Literate Haskell support
If you append +lhs
to an appropriate input or output format (markdown
, rst
, or latex
for input or output; beamer
, html
or html5
for output only), pandoc will treat the document as literate Haskell source. This means that
In markdown input, “bird track” sections will be parsed as Haskell code rather than block quotations. Text between \begin{code}
and \end{code}
will also be treated as Haskell code.
In markdown output, code blocks with classes haskell
and literate
will be rendered using bird tracks, and block quotations will be indented one space, so they will not be treated as Haskell code. In addition, headers will be rendered setext-style (with underlines) rather than atx-style (with ‘#’ characters). (This is because ghc treats ‘#’ characters in column 1 as introducing line numbers.)
In restructured text input, “bird track” sections will be parsed as Haskell code.
In restructured text output, code blocks with class haskell
will be rendered using bird tracks.
In LaTeX input, text in code
environments will be parsed as Haskell code.

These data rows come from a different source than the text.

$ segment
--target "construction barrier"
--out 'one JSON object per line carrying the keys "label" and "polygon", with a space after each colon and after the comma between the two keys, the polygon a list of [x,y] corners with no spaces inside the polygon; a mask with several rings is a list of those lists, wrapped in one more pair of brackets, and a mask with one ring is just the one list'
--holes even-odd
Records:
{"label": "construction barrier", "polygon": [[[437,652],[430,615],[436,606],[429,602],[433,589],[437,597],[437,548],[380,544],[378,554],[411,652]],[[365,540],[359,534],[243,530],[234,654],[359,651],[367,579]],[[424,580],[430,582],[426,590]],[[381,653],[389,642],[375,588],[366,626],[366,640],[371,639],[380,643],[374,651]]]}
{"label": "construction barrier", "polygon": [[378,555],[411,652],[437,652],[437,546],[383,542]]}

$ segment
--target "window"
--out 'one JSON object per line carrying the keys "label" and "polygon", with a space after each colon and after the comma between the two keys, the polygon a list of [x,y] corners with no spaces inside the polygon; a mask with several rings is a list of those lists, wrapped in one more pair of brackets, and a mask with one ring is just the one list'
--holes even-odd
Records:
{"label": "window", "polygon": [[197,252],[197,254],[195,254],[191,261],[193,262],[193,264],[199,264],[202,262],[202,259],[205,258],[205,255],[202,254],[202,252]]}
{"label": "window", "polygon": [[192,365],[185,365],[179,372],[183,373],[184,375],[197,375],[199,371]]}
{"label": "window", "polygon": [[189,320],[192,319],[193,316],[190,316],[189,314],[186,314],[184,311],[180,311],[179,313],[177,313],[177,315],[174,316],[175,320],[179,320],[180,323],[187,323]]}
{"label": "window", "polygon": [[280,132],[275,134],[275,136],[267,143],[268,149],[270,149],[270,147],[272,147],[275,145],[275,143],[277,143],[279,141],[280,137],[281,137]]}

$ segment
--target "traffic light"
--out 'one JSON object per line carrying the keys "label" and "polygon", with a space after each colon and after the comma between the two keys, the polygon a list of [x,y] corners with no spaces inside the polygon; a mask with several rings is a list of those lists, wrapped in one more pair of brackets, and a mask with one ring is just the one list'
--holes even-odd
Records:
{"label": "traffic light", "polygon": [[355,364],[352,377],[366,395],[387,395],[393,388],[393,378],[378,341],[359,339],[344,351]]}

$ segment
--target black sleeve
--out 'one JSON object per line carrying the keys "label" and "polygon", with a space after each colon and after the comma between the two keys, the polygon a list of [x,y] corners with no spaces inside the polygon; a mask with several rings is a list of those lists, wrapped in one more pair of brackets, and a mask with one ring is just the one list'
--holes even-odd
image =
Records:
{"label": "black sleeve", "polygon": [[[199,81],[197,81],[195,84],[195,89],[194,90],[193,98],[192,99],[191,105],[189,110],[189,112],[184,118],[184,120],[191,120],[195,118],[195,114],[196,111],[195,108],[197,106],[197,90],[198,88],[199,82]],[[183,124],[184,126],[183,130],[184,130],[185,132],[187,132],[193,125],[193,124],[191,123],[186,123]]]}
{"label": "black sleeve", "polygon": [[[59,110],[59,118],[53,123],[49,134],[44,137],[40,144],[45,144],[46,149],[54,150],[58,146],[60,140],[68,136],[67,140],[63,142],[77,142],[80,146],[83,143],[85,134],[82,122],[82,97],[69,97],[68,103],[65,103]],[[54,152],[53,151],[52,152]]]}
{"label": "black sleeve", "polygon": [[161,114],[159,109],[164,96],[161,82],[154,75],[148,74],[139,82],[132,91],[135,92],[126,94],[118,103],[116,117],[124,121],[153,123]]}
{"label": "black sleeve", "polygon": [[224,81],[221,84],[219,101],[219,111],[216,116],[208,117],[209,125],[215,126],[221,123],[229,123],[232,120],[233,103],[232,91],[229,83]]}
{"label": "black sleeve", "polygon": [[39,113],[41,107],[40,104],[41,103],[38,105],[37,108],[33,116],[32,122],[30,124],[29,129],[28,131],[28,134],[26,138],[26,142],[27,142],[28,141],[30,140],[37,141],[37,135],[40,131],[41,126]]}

In LaTeX output, code blocks with class haskell
will be rendered inside code
environments.
In HTML output, code blocks with class haskell
will be rendered with class literatehaskell
and bird tracks.
Examples:
pandoc -f markdown+lhs -t html
reads literate Haskell source formatted with markdown conventions and writes ordinary HTML (without bird tracks).
pandoc -f markdown+lhs -t html+lhs
writes HTML with the Haskell code in bird tracks, so it can be copied and pasted as literate Haskell source.